From: Yonghong Song <[email protected]>
Date: Wed, 21 Mar 2018 16:31:02 -0700
> One of our in-house projects, bpf-based NAT, hits a kernel BUG_ON at
> function skb_segment(), line 3667. The bpf program attaches to
> clsact ingress, calls bpf_skb_change_proto to change protocol
> from ipv4 to ipv6 or from ipv6 to ipv4, and then calls bpf_redirect
> to send the changed packet out.
> ...
> 3665 while (pos < offset + len) {
> 3666 if (i >= nfrags) {
> 3667 BUG_ON(skb_headlen(list_skb));
> ...
>
> The triggering input skb has the following properties:
> list_skb = skb->frag_list;
> skb->nfrags != NULL && skb_headlen(list_skb) != 0
> and skb_segment() is not able to handle a frag_list skb
> if its headlen (list_skb->len - list_skb->data_len) is not 0.
>
> Patch #1 provides a simple solution to avoid BUG_ON. If
> list_skb->head_frag is true, its page-backed frag will
> be processed before the list_skb->frags.

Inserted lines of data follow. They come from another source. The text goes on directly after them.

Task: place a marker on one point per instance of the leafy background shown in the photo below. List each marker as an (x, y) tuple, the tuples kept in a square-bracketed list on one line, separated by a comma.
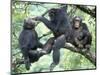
[(68, 60)]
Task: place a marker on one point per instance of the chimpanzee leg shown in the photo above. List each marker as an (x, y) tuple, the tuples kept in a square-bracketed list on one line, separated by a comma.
[(59, 43), (48, 46), (26, 58), (35, 55)]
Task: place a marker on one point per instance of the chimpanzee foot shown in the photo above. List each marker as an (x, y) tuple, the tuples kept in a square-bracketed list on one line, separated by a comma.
[(27, 64), (52, 66)]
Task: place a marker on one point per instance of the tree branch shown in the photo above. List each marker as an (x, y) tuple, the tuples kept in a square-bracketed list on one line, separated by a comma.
[(88, 54)]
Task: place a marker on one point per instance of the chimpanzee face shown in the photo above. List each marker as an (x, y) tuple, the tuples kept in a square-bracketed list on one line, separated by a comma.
[(76, 24), (29, 23)]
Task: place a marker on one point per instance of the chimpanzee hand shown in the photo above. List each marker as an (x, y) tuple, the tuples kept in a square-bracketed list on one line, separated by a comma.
[(38, 18)]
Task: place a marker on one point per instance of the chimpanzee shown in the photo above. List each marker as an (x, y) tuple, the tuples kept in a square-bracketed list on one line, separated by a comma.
[(81, 35), (60, 25), (28, 42)]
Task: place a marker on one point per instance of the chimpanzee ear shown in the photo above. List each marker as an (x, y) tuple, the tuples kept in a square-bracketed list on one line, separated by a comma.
[(24, 20), (64, 7)]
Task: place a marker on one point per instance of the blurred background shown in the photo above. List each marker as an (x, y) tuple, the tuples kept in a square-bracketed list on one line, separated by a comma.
[(68, 60)]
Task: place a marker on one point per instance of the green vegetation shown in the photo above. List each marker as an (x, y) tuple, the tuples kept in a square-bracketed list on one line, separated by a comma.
[(69, 60)]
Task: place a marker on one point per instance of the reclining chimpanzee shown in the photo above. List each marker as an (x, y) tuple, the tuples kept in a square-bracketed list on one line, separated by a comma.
[(60, 25), (28, 42), (81, 35)]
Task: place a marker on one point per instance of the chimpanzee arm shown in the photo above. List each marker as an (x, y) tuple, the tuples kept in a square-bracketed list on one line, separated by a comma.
[(24, 40), (84, 26), (40, 45), (59, 43), (46, 22)]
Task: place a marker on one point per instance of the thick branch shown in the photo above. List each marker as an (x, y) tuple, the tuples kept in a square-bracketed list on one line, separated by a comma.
[(88, 54)]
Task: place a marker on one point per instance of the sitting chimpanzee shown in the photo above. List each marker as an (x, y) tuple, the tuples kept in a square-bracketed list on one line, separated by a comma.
[(28, 42), (60, 25), (81, 35)]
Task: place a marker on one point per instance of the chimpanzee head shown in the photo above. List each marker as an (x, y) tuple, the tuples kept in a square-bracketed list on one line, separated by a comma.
[(53, 13), (29, 23), (77, 21)]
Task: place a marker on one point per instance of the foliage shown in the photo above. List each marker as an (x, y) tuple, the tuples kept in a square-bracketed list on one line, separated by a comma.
[(69, 60)]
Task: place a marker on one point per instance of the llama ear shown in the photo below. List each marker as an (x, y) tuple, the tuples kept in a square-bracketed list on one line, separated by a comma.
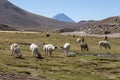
[(56, 47)]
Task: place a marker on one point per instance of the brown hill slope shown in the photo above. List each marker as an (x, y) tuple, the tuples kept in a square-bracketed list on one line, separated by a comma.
[(105, 26), (13, 15)]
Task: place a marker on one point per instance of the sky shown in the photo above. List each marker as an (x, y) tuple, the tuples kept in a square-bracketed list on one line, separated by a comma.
[(76, 9)]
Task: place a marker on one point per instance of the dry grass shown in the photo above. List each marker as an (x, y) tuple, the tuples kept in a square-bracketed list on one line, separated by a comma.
[(59, 67)]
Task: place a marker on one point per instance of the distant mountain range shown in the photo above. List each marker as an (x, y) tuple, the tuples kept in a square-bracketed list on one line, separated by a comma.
[(63, 17), (21, 19), (15, 18)]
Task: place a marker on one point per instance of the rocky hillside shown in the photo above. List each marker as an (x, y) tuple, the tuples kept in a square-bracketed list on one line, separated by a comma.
[(63, 17), (21, 19), (105, 26)]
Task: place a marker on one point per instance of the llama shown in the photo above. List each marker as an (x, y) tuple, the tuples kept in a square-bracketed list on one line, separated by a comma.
[(15, 50), (104, 44), (34, 50), (49, 48), (84, 46), (66, 48)]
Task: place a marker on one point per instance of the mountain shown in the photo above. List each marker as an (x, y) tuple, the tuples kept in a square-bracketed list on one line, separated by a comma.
[(22, 19), (63, 17)]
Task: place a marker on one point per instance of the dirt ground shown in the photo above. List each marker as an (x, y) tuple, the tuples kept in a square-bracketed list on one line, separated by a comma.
[(115, 35)]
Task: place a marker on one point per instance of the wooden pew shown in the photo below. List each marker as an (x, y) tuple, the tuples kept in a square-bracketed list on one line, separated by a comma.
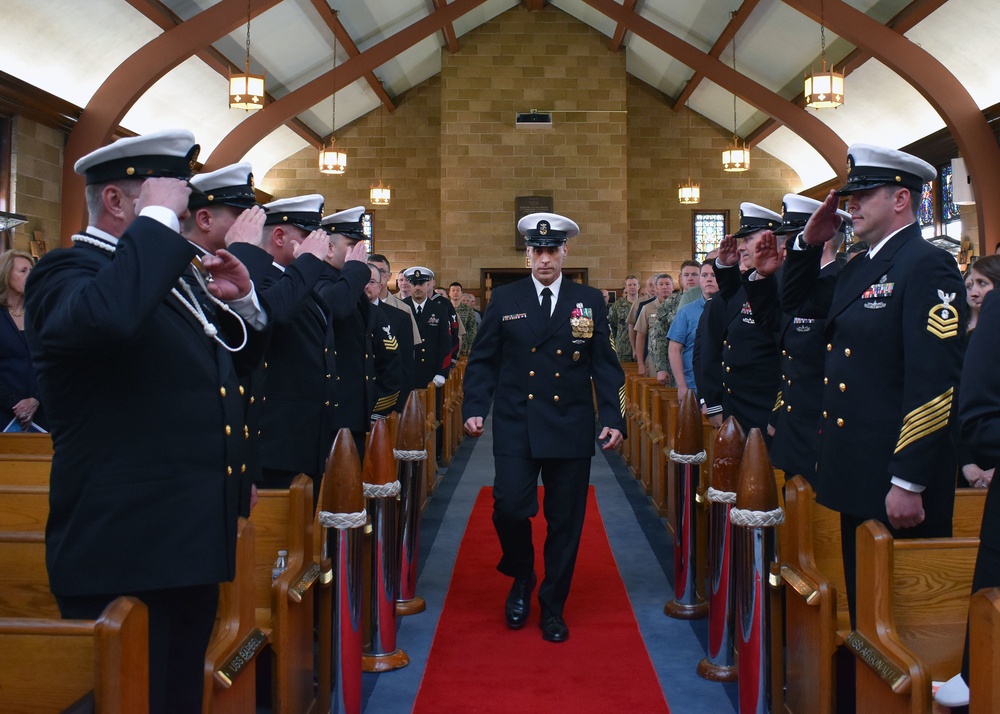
[(33, 444), (24, 580), (25, 470), (913, 605), (24, 509), (984, 651), (230, 662), (816, 615), (283, 520), (47, 665)]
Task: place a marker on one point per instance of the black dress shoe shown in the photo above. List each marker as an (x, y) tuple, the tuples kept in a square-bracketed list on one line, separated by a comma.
[(553, 627), (518, 603)]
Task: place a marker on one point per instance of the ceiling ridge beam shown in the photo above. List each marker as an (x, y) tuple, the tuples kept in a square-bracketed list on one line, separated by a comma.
[(120, 90), (737, 21), (904, 21), (618, 39), (821, 137), (450, 38), (244, 136), (162, 16), (330, 17), (936, 84)]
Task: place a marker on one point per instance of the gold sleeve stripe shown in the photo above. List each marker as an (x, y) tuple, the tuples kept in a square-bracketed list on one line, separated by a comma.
[(925, 420), (387, 402)]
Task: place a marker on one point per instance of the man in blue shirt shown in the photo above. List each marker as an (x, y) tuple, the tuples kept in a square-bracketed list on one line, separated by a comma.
[(682, 333)]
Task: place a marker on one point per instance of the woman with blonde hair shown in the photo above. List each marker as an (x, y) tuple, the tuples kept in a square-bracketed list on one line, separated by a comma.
[(18, 390)]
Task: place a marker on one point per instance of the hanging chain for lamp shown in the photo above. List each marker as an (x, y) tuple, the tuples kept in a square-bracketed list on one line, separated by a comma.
[(689, 193), (246, 90), (332, 161), (824, 89), (380, 195), (736, 158)]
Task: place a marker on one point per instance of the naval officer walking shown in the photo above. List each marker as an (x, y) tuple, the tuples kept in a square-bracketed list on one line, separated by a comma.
[(544, 342)]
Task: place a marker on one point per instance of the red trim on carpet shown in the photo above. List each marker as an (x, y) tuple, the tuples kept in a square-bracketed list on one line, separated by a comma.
[(476, 664)]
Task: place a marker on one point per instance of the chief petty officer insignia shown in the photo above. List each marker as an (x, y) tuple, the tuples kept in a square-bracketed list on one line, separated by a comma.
[(942, 321), (389, 340), (582, 322)]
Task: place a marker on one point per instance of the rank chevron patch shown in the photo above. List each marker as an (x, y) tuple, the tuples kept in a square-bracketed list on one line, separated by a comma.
[(942, 320), (925, 419)]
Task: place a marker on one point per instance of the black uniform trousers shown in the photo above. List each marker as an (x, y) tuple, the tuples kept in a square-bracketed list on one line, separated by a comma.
[(180, 625), (515, 494)]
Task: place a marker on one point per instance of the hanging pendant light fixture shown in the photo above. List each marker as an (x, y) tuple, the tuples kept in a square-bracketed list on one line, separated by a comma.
[(824, 89), (332, 161), (736, 158), (246, 90), (380, 195), (689, 193)]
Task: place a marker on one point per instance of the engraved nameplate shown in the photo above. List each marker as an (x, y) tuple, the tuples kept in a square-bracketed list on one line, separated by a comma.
[(889, 672), (247, 650), (300, 586)]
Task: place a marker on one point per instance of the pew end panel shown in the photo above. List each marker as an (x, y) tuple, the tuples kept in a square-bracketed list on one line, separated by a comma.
[(47, 665), (912, 609)]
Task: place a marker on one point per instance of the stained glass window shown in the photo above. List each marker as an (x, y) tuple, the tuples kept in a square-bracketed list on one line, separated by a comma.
[(949, 211), (926, 213), (366, 226), (709, 228)]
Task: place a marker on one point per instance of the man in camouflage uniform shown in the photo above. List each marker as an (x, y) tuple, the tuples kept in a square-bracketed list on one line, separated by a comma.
[(466, 315), (665, 313), (618, 317)]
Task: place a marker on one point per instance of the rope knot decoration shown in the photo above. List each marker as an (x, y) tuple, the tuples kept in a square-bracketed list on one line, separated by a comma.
[(404, 455), (343, 521), (756, 519), (720, 496), (698, 458), (385, 490)]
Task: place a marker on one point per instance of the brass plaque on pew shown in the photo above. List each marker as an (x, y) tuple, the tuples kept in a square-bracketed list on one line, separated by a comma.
[(247, 650), (892, 675), (299, 587)]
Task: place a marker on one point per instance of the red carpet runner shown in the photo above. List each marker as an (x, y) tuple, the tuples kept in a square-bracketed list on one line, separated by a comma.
[(477, 665)]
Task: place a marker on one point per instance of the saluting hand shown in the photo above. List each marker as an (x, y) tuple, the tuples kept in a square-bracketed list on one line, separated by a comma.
[(905, 509), (768, 255), (167, 192), (474, 426), (248, 227), (316, 243), (824, 223), (230, 279), (729, 255)]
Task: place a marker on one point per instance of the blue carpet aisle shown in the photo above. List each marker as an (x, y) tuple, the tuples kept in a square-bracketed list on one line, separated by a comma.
[(643, 551)]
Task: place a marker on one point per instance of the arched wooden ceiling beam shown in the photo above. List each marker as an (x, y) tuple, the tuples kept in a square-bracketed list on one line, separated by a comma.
[(814, 132), (450, 38), (907, 18), (619, 37), (166, 19), (130, 80), (329, 16), (938, 86), (261, 123), (737, 21)]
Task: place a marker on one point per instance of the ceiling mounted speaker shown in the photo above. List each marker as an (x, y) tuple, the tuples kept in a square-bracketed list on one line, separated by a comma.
[(533, 120)]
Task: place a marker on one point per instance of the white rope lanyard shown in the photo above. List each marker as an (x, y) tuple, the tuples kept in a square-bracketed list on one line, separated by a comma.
[(189, 302)]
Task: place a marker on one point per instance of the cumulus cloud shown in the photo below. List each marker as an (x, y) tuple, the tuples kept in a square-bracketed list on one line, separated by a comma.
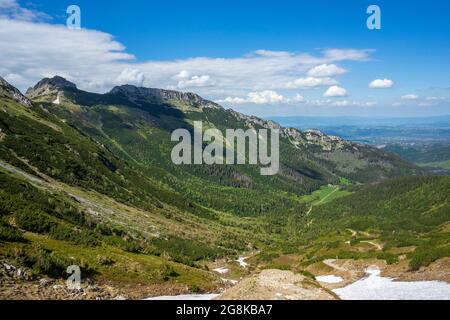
[(131, 76), (326, 70), (381, 84), (194, 81), (410, 97), (263, 97), (32, 48), (310, 82), (335, 91), (340, 103), (11, 9)]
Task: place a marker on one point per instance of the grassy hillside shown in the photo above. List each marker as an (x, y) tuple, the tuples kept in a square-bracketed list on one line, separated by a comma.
[(89, 181)]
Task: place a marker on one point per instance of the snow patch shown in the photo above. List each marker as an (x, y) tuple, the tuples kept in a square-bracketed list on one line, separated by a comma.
[(242, 262), (188, 297), (329, 279), (375, 287), (221, 270)]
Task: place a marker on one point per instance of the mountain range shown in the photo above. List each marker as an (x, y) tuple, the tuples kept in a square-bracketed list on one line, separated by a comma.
[(88, 177)]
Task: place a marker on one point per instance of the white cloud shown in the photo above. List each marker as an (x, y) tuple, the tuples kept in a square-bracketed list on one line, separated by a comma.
[(381, 84), (340, 103), (410, 97), (310, 82), (347, 54), (326, 70), (269, 53), (335, 91), (11, 9), (131, 76), (32, 49), (195, 81), (263, 97)]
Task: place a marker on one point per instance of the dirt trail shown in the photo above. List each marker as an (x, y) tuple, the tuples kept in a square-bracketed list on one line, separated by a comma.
[(277, 285)]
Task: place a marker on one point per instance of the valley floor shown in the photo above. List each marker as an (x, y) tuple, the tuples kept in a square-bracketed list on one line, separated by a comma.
[(252, 284)]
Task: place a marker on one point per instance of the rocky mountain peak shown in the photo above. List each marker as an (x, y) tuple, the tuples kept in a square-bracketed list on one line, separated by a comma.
[(8, 91), (142, 94), (49, 86)]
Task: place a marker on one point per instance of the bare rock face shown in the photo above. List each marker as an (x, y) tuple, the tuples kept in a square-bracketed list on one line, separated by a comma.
[(8, 91), (277, 285), (136, 94), (50, 86)]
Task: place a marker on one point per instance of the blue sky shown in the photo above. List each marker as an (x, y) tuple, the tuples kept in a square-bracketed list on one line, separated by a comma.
[(259, 57)]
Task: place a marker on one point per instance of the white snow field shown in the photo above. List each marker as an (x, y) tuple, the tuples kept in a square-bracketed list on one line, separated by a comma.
[(375, 287), (188, 297), (329, 279)]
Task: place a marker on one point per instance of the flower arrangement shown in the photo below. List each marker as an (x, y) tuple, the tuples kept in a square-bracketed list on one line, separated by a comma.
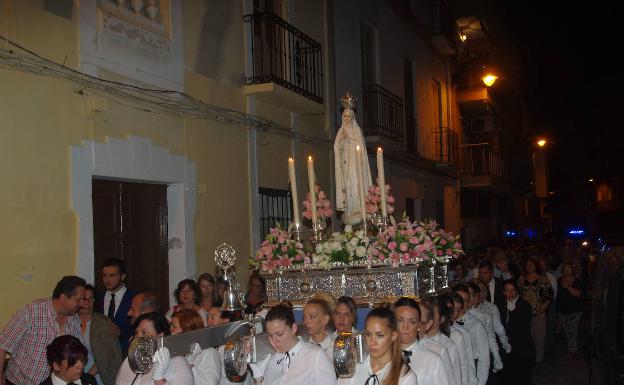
[(279, 250), (414, 242), (373, 200), (345, 247), (323, 205)]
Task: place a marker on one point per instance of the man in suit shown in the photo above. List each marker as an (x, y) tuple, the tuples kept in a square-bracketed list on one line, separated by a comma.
[(67, 356), (115, 301), (494, 293)]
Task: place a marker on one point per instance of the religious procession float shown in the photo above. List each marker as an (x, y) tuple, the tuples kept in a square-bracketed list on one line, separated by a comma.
[(375, 258)]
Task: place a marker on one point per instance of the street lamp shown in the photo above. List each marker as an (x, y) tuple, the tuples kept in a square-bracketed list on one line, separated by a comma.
[(489, 79)]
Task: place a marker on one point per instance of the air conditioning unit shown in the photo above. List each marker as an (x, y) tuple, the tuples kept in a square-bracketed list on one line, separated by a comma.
[(482, 124)]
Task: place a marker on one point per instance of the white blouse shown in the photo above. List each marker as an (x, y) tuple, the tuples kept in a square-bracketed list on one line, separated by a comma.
[(178, 373), (304, 364), (427, 365), (364, 371)]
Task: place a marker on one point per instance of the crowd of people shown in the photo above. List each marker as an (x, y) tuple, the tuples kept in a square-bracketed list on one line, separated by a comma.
[(495, 322)]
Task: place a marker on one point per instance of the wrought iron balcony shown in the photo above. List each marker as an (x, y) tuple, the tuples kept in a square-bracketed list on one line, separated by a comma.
[(482, 160), (446, 145), (383, 113), (282, 54)]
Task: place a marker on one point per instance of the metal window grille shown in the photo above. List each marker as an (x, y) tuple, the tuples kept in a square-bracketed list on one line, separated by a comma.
[(275, 207)]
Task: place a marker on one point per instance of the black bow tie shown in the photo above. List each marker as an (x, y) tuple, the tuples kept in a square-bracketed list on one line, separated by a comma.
[(372, 380), (406, 356), (285, 359)]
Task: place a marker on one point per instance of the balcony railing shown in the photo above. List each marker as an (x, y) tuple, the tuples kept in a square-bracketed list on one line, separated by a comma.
[(482, 160), (446, 145), (383, 113), (443, 24), (284, 55), (275, 207)]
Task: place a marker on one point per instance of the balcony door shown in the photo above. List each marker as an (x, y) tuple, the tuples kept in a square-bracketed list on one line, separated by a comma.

> Patch #2 provides a test case in test_bpf module which
> constructs a skb and calls skb_segment() directly. The test
> case is able to trigger the BUG_ON without Patch #1.
>
> The patch has been tested in the following setup:
> ipv6_host <-> nat_server <-> ipv4_host
> where nat_server has a bpf program doing ipv4<->ipv6
> translation and forwarding through clsact hook
> bpf_skb_change_proto.
Series applied, however I'm still not %100 convinced that allowing this
kind of protocol and MSS sized mucked GRO packet is a good idea.